Just under half of the survey respondents felt that mental health inpatients were unlikely to quit long term, with smoking staff significantly more pessimistic than non-smoking staff. Many people with mental illness do however want to quit and have been shown to have fairly high quit rates [2, 4, 14, 28, 32]. The impact of short term stays in non-smoking inpatient facilities on quitting is low, with the majority of patients returning to smoking on discharge [38, 40]. In our follow-up (average 305 days post discharge) of a small sample of patients discharged to other mental health facilities where smoking was possible off site, 7 (58%) had remained non smokers . The sample was small and the results are a likely reflection of relatively long inpatient stays experienced by the respondents. The results do however reflect the potential for long term cessation among people with severe mental illness [13, 14, 32]. People with a mental illness are likely to need additional support to quit long term, although paradoxically, they tend to be offered less support by health care providers [6, 13, 22]. Ensuring staff have the motivation, training and resources to provide information, support and access to NRT while residing in, and on discharge from, the mental health facility will be critical to long term smoking cessation by patients.

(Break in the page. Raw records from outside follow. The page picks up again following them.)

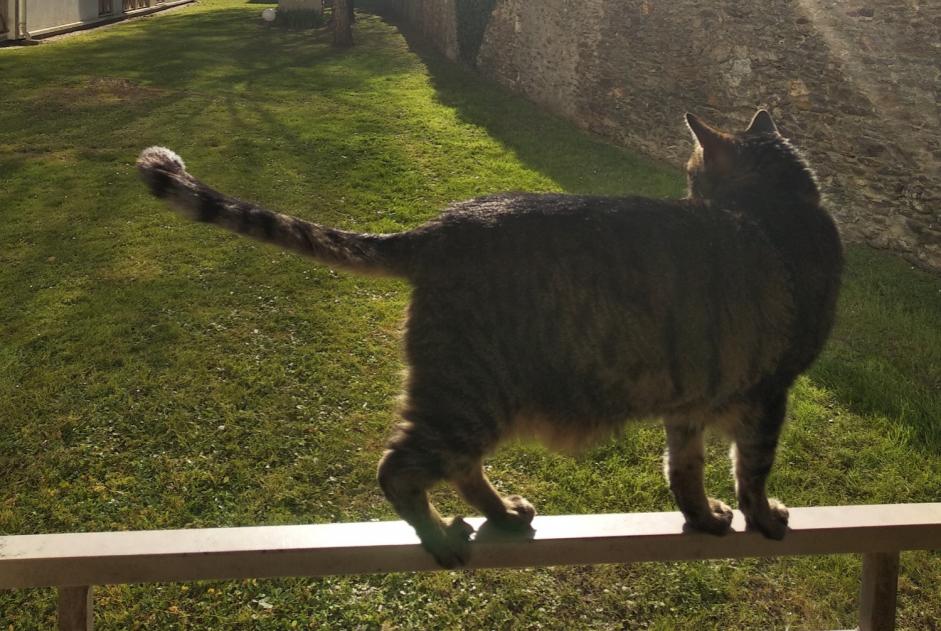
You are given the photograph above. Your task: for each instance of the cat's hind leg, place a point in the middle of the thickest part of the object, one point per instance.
(755, 442)
(405, 475)
(511, 513)
(683, 465)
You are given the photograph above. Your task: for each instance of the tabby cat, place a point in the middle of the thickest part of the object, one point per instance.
(564, 316)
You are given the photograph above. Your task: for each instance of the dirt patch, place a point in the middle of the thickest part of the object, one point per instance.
(100, 90)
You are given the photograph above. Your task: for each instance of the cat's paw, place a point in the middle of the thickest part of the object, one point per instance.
(451, 545)
(718, 521)
(518, 516)
(772, 522)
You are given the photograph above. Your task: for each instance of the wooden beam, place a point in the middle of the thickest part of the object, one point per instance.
(373, 547)
(76, 608)
(878, 591)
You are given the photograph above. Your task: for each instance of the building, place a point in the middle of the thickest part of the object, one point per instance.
(28, 19)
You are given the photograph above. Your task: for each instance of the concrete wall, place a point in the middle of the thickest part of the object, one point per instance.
(855, 84)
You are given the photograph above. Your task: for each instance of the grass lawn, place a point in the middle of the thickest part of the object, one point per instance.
(156, 373)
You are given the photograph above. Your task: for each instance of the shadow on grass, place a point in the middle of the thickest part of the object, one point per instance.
(542, 141)
(884, 357)
(216, 51)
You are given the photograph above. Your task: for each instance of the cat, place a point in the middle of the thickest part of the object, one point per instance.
(564, 316)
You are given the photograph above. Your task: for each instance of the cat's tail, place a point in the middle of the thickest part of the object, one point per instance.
(166, 175)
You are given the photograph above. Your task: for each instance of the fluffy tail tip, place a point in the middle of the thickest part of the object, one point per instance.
(160, 158)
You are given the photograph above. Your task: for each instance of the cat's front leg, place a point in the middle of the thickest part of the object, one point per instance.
(683, 465)
(752, 453)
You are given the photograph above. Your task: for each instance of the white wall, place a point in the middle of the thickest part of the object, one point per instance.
(42, 15)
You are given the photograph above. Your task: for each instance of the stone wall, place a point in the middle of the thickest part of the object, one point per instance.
(856, 85)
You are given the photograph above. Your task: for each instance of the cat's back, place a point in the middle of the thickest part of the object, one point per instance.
(513, 229)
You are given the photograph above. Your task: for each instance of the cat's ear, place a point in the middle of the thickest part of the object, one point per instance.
(712, 141)
(761, 123)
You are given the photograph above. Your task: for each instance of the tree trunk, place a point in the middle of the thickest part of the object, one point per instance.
(342, 24)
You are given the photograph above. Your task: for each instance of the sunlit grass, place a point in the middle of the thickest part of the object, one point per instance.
(160, 374)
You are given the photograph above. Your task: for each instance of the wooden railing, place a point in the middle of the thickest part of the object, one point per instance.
(76, 562)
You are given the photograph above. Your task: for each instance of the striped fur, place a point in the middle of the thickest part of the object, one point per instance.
(562, 317)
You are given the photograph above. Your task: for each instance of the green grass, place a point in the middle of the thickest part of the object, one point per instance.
(160, 374)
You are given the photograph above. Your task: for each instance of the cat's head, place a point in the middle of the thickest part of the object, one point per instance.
(754, 165)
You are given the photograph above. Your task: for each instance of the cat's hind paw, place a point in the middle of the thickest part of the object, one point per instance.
(718, 521)
(451, 545)
(519, 514)
(772, 522)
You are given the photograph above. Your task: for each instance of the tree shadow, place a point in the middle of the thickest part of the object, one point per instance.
(541, 140)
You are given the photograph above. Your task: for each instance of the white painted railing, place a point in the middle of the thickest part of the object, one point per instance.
(77, 561)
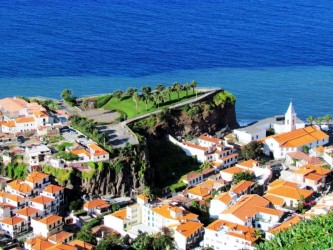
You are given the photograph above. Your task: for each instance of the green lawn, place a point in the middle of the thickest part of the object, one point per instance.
(127, 105)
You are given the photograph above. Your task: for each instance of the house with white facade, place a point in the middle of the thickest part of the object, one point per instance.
(279, 124)
(151, 217)
(14, 226)
(280, 145)
(223, 234)
(47, 226)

This study has a number of limitations. The return rate for the staff survey was 50% which is lower than rates reported elsewhere [17, 31, 34]. Staff were encouraged using different strategies over a number of weeks to complete and return the survey; the moderate return rate may indicate that the issue of smoking within the hospital is not a priority for many staff. While information on the demographics of those who did not return the survey was not available, gender and professional groupings represented by survey respondents reflected the distribution within the hospital. It is possible that non smokers may have been more likely to respond to the survey resulting in a relatively low smoking rate among staff. However given the responses of smokers to survey questions, it is likely that both smokers and non smokers felt comfortable responding to the anonymous survey and used it as an opportunity to express their views. The small number of smokers within the survey population is a limitation of the statistical analysis. The results of this study do however reflect findings of similar studies of attitudes of smokers and non-smokers [23, 24]. Further, the application of these results to other mental health inpatient facilities is limited due to the unique nature of the hospital being a long stay, high secure facility. The fact that the hospital was opened as totally smoke-free facility from the outset may have influenced the make-up of the staff, with self selection of non-smoking staff on recruitment. It should be noted however that many staff (and patients) were transferred to the hospital from the correctional setting, where only partial bans applied, when the hospital opened.